Working With JSON Files
00:00 Working with JSON files. JSON stands for JavaScript Object Notation. JSON files are plaintext files used for data interchange, and humans can read them easily.
00:13
They follow the standard seen onscreen and use the .json
extension. Python and pandas work well with JSON files, as Python’s json
library offers built-in support for them.
00:26
You can save the data from your DataFrame to a JSON file with .to_json()

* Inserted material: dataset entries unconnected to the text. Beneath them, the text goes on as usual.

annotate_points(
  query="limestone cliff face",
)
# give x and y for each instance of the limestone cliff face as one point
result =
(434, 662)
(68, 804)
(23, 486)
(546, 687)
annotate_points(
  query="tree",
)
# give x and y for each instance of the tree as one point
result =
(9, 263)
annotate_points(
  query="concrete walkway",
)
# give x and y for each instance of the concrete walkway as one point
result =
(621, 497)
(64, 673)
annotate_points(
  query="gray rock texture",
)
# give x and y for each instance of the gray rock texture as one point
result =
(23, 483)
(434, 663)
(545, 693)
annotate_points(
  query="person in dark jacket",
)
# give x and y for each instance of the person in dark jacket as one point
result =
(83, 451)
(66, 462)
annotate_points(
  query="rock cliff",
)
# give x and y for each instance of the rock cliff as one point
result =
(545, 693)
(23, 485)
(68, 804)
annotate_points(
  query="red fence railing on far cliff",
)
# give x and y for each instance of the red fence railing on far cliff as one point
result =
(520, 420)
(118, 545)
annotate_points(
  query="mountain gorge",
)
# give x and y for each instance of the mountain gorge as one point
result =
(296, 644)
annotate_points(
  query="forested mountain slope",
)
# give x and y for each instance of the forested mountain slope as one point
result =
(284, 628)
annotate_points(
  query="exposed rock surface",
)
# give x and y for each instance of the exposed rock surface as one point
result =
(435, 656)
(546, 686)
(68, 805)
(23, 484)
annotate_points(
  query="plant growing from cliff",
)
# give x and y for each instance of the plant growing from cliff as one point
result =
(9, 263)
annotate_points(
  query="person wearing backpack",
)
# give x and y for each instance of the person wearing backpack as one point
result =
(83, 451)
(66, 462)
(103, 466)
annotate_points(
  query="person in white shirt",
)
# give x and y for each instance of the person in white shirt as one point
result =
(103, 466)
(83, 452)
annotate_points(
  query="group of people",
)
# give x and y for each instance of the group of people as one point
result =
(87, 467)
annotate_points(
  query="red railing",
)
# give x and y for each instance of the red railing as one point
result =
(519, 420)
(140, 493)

. This code produces the file data-columns.json
. You can see its contents onscreen now. It has one large dictionary with the column labels as keys and the corresponding inner dictionaries as values.
00:52
You can get a different file structure if you pass an argument for the optional parameter orient
as seen onscreen now.
01:05
The orient
parameter defaults to 'columns'
, but here it’s been set to 'index'
. You should get a new file data-index.json
, whose contents you can see onscreen now. You can see that it also has one large dictionary, but this time the row labels are the keys and the inner dictionaries are the values. There are a few more options for orient
.
01:29
One of them is 'records'
, as seen onscreen.
01:37
Again, this should create a new file data-records.json
, whose contents you can see onscreen. You can see it holds a list with one dictionary for each row, and the row labels are not written.
01:51
You can get another variation with orient='split'
.
02:01
The resulting file is data-split.json
, whose contents you can see onscreen now. data-split.json
contains one dictionary that holds the following list: the names of the columns, the labels of the rows, the inner lists that hold data values.
02:22
If you don’t provide the value for the optional parameter path_or_buf
that defines the file path, then .to_json()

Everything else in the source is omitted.